Abstract

New gravity data indicate a large unexpected anomaly in the Saline Range and other anomalies in neighboring ranges and valleys of eastern California. Residual gravity anomalies, calculated by subtracting the field due to an Airy model of isostatic compensation, show the effects of lateral density contrasts in the upper crust. A well-defined negative gravity anomaly is centered over the Saline Range and connects the Eureka Valley and Saline Valley gravity minima. Apparently, the Saline Range is a thin veneer of young volcanic material lying on a major alluvium-filled basin connected on the north with Eureka Valley and on the south with Saline Valley. We suggest that the basin formed in a pull-apart zone that filled with low-density alluvium and became the site of voluminous Pliocene volcanic eruptions. The age of this depression predates volcanism of the Saline Range dated at about 4 Ma.

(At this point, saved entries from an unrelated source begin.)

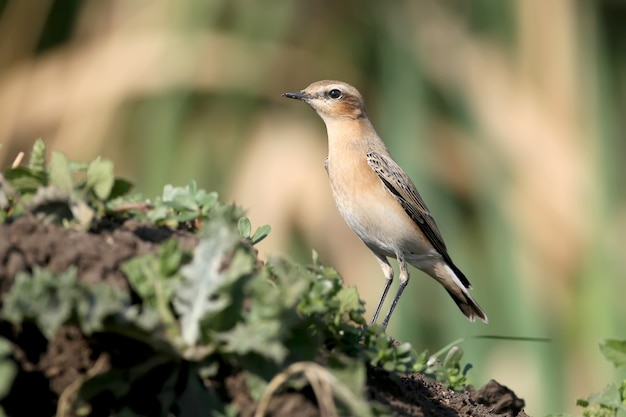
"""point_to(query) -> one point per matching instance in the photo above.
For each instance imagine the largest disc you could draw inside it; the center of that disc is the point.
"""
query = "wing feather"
(398, 183)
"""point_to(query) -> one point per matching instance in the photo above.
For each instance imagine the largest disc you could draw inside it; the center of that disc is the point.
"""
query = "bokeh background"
(508, 115)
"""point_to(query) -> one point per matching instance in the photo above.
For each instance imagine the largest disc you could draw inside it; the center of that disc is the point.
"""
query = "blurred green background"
(508, 115)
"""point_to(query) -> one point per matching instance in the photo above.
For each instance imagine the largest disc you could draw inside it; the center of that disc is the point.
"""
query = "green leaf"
(614, 351)
(352, 375)
(8, 369)
(23, 180)
(51, 299)
(349, 301)
(100, 177)
(37, 161)
(120, 188)
(198, 295)
(245, 228)
(60, 173)
(44, 297)
(260, 337)
(609, 398)
(453, 357)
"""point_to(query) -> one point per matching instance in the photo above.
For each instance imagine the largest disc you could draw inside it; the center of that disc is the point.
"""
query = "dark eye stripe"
(334, 93)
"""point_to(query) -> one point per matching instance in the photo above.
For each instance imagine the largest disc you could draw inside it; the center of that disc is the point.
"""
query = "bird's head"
(332, 100)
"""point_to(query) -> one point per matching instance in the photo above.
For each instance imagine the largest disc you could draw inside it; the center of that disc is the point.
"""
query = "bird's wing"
(402, 188)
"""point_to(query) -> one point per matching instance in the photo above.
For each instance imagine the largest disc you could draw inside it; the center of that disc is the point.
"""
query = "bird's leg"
(388, 272)
(404, 280)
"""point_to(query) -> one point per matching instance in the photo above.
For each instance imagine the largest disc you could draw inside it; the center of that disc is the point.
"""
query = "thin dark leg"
(404, 280)
(388, 272)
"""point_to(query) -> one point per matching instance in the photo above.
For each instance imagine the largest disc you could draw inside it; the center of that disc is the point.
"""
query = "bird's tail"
(460, 294)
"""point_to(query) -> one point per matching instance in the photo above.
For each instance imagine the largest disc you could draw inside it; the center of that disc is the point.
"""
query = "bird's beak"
(297, 95)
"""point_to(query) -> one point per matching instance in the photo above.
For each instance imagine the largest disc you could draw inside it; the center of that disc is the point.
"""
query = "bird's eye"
(334, 93)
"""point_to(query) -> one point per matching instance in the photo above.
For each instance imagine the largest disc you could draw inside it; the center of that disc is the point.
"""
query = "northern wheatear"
(377, 198)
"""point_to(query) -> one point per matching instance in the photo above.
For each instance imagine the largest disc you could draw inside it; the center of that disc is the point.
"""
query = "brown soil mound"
(48, 368)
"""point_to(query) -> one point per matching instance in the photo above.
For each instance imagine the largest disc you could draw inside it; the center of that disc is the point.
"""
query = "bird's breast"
(370, 210)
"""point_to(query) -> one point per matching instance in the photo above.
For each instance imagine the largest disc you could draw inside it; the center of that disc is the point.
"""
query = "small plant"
(610, 402)
(212, 311)
(61, 191)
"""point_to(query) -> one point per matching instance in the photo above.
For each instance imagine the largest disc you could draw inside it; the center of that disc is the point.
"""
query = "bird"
(378, 200)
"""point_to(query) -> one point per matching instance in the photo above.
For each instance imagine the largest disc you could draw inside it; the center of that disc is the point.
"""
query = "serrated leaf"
(37, 161)
(45, 298)
(60, 173)
(245, 228)
(614, 351)
(197, 295)
(51, 299)
(260, 337)
(100, 177)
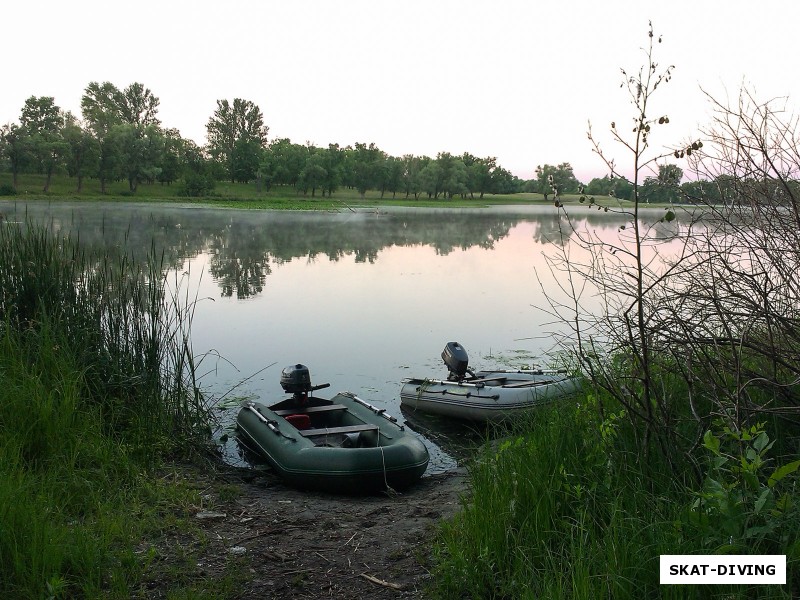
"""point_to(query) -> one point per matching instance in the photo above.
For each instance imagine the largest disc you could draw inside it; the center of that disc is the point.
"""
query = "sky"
(519, 80)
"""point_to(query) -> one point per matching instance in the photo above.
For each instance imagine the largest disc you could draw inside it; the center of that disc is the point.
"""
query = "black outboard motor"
(455, 358)
(296, 379)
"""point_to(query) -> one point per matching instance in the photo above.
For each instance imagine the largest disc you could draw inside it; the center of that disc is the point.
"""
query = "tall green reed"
(128, 328)
(96, 387)
(565, 508)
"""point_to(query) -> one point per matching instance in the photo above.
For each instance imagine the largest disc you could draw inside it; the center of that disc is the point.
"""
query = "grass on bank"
(565, 508)
(95, 395)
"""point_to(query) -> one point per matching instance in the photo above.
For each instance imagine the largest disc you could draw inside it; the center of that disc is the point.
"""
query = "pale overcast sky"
(515, 79)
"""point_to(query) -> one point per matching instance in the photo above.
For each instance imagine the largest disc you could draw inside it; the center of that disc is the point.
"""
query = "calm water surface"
(364, 299)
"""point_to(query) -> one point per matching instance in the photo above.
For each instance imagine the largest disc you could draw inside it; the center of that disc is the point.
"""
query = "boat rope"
(390, 491)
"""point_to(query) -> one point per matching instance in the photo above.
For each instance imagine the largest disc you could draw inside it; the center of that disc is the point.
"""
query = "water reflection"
(363, 298)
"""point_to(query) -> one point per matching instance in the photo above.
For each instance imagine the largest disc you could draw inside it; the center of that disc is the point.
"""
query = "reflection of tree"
(242, 245)
(238, 262)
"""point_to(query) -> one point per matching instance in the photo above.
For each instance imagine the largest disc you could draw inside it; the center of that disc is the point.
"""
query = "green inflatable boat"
(343, 444)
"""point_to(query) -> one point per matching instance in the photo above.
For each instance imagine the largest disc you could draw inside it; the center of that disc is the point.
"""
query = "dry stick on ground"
(376, 581)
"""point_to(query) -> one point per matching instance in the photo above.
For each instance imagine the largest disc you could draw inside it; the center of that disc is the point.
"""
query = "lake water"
(364, 298)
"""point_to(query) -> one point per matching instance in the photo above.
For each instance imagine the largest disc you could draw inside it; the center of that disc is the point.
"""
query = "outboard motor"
(455, 358)
(296, 379)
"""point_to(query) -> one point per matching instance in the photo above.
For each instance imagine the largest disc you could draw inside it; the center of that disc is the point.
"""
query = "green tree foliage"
(283, 161)
(44, 121)
(556, 180)
(83, 157)
(230, 123)
(15, 144)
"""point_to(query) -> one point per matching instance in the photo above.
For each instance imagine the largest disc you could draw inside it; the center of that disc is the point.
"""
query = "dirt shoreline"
(290, 543)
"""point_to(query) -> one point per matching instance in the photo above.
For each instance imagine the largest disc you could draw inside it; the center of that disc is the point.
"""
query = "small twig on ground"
(376, 581)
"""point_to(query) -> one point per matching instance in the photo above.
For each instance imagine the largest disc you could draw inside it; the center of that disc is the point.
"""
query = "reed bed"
(96, 389)
(565, 508)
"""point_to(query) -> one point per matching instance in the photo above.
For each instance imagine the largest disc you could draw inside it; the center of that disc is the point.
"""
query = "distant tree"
(412, 166)
(140, 150)
(245, 159)
(283, 161)
(100, 107)
(241, 120)
(313, 174)
(504, 182)
(456, 178)
(556, 180)
(44, 122)
(83, 155)
(395, 169)
(138, 106)
(15, 145)
(366, 163)
(172, 157)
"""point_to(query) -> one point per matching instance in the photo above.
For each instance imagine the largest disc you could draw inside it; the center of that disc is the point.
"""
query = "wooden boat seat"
(527, 383)
(335, 430)
(309, 409)
(485, 379)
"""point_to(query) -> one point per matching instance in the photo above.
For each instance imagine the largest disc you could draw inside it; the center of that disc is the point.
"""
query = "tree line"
(120, 137)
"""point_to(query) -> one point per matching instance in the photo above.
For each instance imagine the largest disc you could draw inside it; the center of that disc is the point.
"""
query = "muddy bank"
(288, 543)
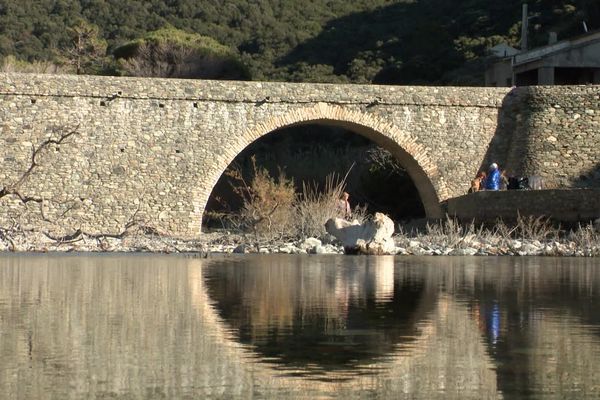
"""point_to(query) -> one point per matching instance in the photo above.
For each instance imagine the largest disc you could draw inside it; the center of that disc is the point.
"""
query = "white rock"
(241, 249)
(372, 237)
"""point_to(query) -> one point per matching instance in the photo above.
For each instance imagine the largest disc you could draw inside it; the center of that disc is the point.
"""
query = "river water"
(279, 326)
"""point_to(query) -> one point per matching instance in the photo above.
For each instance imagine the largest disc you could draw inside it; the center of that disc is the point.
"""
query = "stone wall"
(558, 135)
(563, 205)
(155, 148)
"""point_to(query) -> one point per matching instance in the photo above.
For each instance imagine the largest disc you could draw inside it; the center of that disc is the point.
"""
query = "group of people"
(495, 179)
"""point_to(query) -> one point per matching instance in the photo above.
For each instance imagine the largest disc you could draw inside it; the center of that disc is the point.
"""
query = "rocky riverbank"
(582, 243)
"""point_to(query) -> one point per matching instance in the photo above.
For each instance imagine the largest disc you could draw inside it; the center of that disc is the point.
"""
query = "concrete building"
(569, 62)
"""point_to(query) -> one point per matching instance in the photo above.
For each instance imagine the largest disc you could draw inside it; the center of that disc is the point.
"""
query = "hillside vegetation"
(381, 41)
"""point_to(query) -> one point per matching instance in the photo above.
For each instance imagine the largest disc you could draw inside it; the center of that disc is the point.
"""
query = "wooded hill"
(382, 41)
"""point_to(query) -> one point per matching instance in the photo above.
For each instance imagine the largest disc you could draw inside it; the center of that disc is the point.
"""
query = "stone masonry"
(155, 148)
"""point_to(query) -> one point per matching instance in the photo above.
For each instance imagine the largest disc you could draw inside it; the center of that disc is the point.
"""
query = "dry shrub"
(315, 207)
(450, 233)
(536, 228)
(268, 203)
(586, 237)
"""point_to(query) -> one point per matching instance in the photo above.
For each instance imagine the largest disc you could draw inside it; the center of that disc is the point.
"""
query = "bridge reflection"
(155, 327)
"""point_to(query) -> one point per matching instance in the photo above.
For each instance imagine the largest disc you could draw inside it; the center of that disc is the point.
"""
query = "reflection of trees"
(145, 327)
(533, 313)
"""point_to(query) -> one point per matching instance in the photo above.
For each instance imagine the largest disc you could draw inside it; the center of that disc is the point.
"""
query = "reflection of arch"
(411, 155)
(430, 366)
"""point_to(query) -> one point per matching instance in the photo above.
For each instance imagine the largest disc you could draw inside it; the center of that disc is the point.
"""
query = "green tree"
(170, 52)
(87, 53)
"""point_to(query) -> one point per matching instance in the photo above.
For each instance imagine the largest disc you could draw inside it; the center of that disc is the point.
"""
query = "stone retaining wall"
(563, 205)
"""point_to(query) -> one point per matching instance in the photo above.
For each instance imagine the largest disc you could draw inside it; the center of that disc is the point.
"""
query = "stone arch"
(411, 155)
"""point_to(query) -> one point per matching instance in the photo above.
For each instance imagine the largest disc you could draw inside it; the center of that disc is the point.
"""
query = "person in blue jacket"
(492, 181)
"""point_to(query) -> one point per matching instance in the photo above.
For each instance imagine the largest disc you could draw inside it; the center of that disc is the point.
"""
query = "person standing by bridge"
(492, 182)
(344, 206)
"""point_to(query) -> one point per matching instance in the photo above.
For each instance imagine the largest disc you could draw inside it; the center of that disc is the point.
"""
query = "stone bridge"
(156, 147)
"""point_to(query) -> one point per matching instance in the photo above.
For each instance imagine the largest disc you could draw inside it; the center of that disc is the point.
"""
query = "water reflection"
(289, 327)
(332, 316)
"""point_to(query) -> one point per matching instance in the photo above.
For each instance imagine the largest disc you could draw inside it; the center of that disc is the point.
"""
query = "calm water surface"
(147, 326)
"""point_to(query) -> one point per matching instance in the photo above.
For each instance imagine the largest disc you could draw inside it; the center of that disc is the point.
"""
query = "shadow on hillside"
(404, 43)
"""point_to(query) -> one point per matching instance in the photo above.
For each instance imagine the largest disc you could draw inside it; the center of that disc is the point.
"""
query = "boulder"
(372, 237)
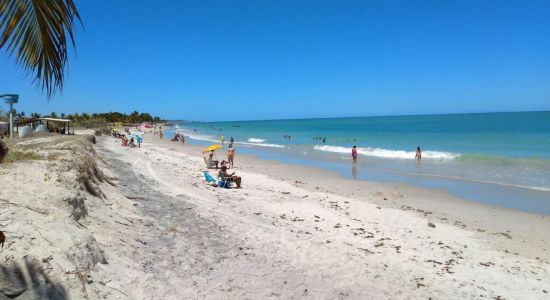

Other significant anomalies are as follows: (1) An offset in the Owens Valley fault at lat 37°01′N appears in the isostatic residual gravity data and marks the western end of a major gravity depression that continues across the Inyo Mountains at Papoose Flat. The gravity depression suggests that the Papoose Flat pluton is larger than suggested by its surface exposure and may extend on the order of 10 km below the topographic surface. (2) A density boundary trends west-northwest across the Inyo batholith and Proterozoic and Paleozoic rocks of the White Mountains. This trend is anomalous to exposed geologic structures and may reflect a structural boundary buried at relatively shallow depth. (3) A large gravity low, unexpected on the basis of exposed geologic features, is in the eastern Sierra Nevada southwest of the town of Lone Pine.